夫をコントロールするたった1つの言葉
私は途方に暮れていた。
引っ越しの日までにもう時間がないというの荷造りが進まない。
進まない理由は明らかで、夫が全然荷造りをする様子がないこと。
夫と私の荷物が混在していて作業を進めにくいこと。
できれば不要なものを手離して新居へ行きたいけれど、夫の物を勝手に捨てるわけにはいかないこと。
と、まぁ、夫が夫が、と人のせいみたいに書いてみたけどそもそも私も集中力がないから荷造り作業にすぐ飽きてしまうのも問題だ。
せっかくだから好きなものを見ながら荷造りをしよう、とYouTubeをつけてみると結局ただYouTubeを見てるだけの時間になってしまう。
そこで私は叫んだ。
「アレクサ!30分のタイマーをかけて!」
これが夫をコントロールする言葉になるとも知らずに。
アレクサ!30分のタイマーをかけて!
私はアレクサのアラームが鳴るまでの30分はとにかく荷造りをすると決めた。30分!30分は集中しよう!
リビングでTwitterばっかりやってる夫を無視して黙々と作業する。
アラームが鳴ったら休憩する。
また、アレクサに30分のアラームをかける。
私が繰り返していると夫も一緒に荷造りをし始めた。
「次の30分が終わったらおやつでも食べよっか」
そんな風に声をかけながら私たちはその日、30分単位でタイマーをかけて荷造りを進めたのだった。
パブロフの犬
それからまた1週間経ち週末がやってきた。夫も仕事が休みで1日家にいる。
今日もまた、荷造りを進めなければいけない。
けれど私たちは2人ともリビングのテーブルで向かい合って座っているだけだった。
もう荷造りは面倒くさい。やりたくない。
私はそんなことを考えていた。
夫は相変わらずのんきにTwitterを見ている。
Twitterを見始めた夫はなかなか動き出さないことを私は知っている。
荷造りが進まなくて困るのは夫だって同じはずだ。
この人は自発的に動くということはないのかね?私は疑問とちょっとした怒りを覚えた。
そんな時、私はふと思いついて
「アレクサ!30分のタイマーをかけて!」
と叫んでみた。
もちろん私は動く気はない。
ただ、「アレクサ!30分のタイマーをかけて!」と言ってみただけ。
でも夫は、それを聞いた瞬間にスマホをテーブルに置き、がたっ!と立ちあがり段ボールの方へ向かっていった。

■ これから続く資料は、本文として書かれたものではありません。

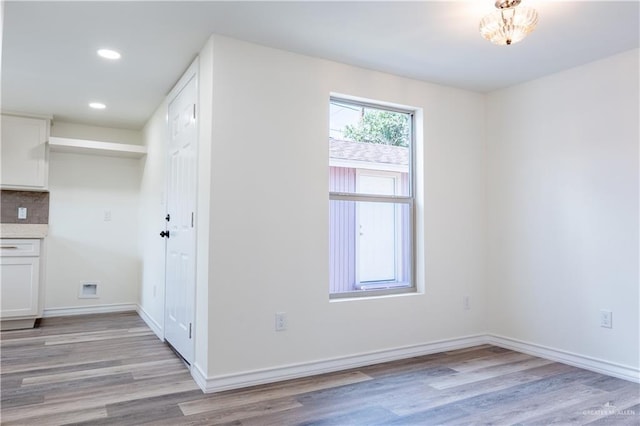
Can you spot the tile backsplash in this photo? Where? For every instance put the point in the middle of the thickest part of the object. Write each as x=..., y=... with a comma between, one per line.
x=36, y=203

私は相変わらず椅子に座ったままで、首だけ動かして夫の方を見る。
「すげぇ」
と言ってにやにやして笑うのを止められなかった。
夫の中で「アレクサ!30分のタイマーをかけて!」が「荷造りするよ!(しなくちゃいけないよ!)」の合図になっているわけだ。

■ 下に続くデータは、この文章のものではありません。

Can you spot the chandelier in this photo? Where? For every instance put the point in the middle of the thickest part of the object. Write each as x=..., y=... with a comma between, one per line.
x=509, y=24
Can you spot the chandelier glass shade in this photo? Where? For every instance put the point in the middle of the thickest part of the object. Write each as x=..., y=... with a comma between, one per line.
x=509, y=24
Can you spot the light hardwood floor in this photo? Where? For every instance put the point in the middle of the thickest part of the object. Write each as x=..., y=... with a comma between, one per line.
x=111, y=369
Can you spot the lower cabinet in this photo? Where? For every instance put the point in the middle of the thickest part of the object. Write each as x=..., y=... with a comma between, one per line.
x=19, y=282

このまま放っておこうかと思ったけれど、かわいそうなので私も立ち上がって一緒に荷造りを始めた。
パブロフの犬(条件に反射する)、ってこういうことだったな、と思い出しながら。
人は簡単にコントロールできてしまうものらしい。
条件のないパブロフの犬
この頃から約1年経ち、私は今「ポモドーロテクニック」を使って記事を書くようにしている。

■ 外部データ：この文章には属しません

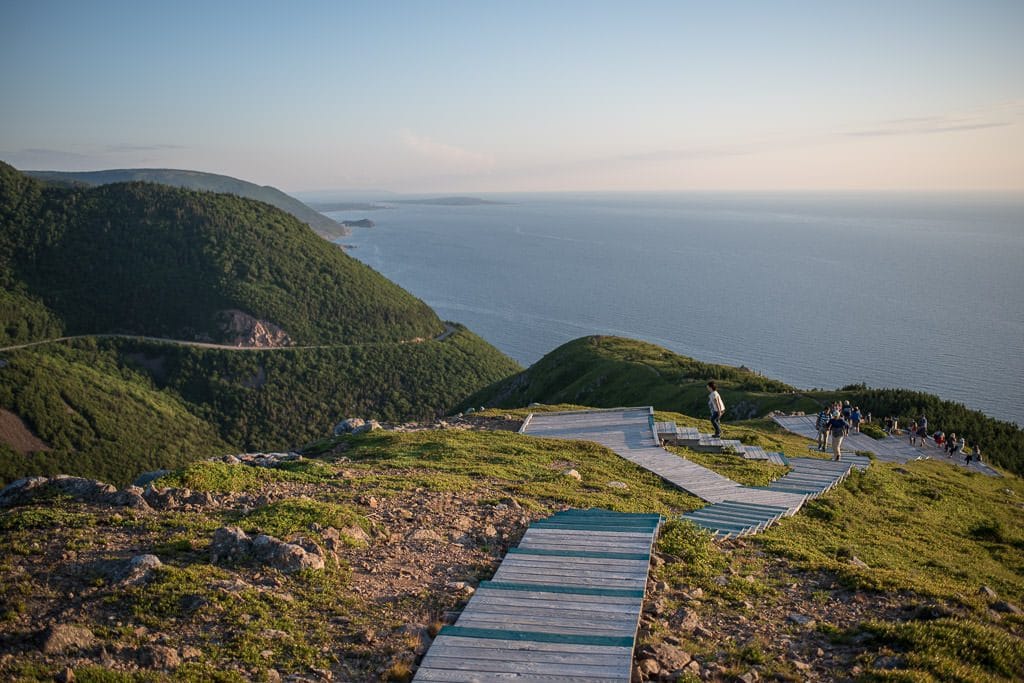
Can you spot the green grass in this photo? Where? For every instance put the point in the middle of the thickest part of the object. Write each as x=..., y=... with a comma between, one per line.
x=924, y=526
x=43, y=517
x=221, y=477
x=285, y=517
x=509, y=463
x=949, y=649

25分書いて、5分休憩、25分書いて、5分休憩、しばらく繰り返したら長めに休憩(午前中からとりかかるとちょうどお昼休憩くらいになる)という時間管理の方法だ。
私は毎回「アレクサ!25分のタイマーをかけて!」と叫んでいる。
「アレクサ!30分のタイマーをかけて!」という声を聞いただけで、立ち上がり、荷造りを始めた夫のように私もこの言葉をスイッチにして自然に文章を書くモードに入りたい。
そう思っているが、叫んでいるのが自分だからか、そういう下心があるからか、あの時の機械式に動き出した夫のような切り替えはできない。
私と同じく在宅勤務の夫は横で相変わらず「アレクサ!25分のタイマーをかけて!」の声を聞きながら働いている。
どうやら彼も知らないうちに私に便乗してポロモードテクニックの時間管理を使っているようだ。私がアレクサに叫ぶと共に夫も25分集中して5分休憩するようになったのだ。
ある時、私がタイマーをかけ忘れた時があった。
”あっ!タイマーしてないな…、まぁ、仕事じゃなくてnoteの記事書いてるだけだから、いっか!”と私はタイマーなしでそのままPCに向かっていた。
すると夫が「あれ?タイマーならなくない?」と不思議そうに言ってくるではないか。
私が「今、かけてないよ」と答えると
「え!今、集中してやってたのにタイマー中じゃなかったの?!」とショックを受けていた。
どうやら彼は「アレクサ!」の号令がなくても勝手に25分5分のサイクルをやってしまっていたらしい。
彼の場合、号令とかコントロールとかそういう次元ではないことを私は知った。
条件がないのに反射できるとは…、どえらい発見をしたような気分である。
実験協力
夫が座ったまま動かない
子供が勉強しない
家族が部屋を片付けない など
そんなお悩みがある方はぜひアレクサに叫んで自ら動いてみて欲しい。
相手もつられて動くかもしれない。
そしてそれを繰り返してるうちに相手は合図なしに動き出すようになるかもしれない。
うちの夫のようにかけてもないタイマーにつられて動く人がいるのかどうか、ぜひ知りたいところである。
この記事が気に入ったらサポートをしてみませんか?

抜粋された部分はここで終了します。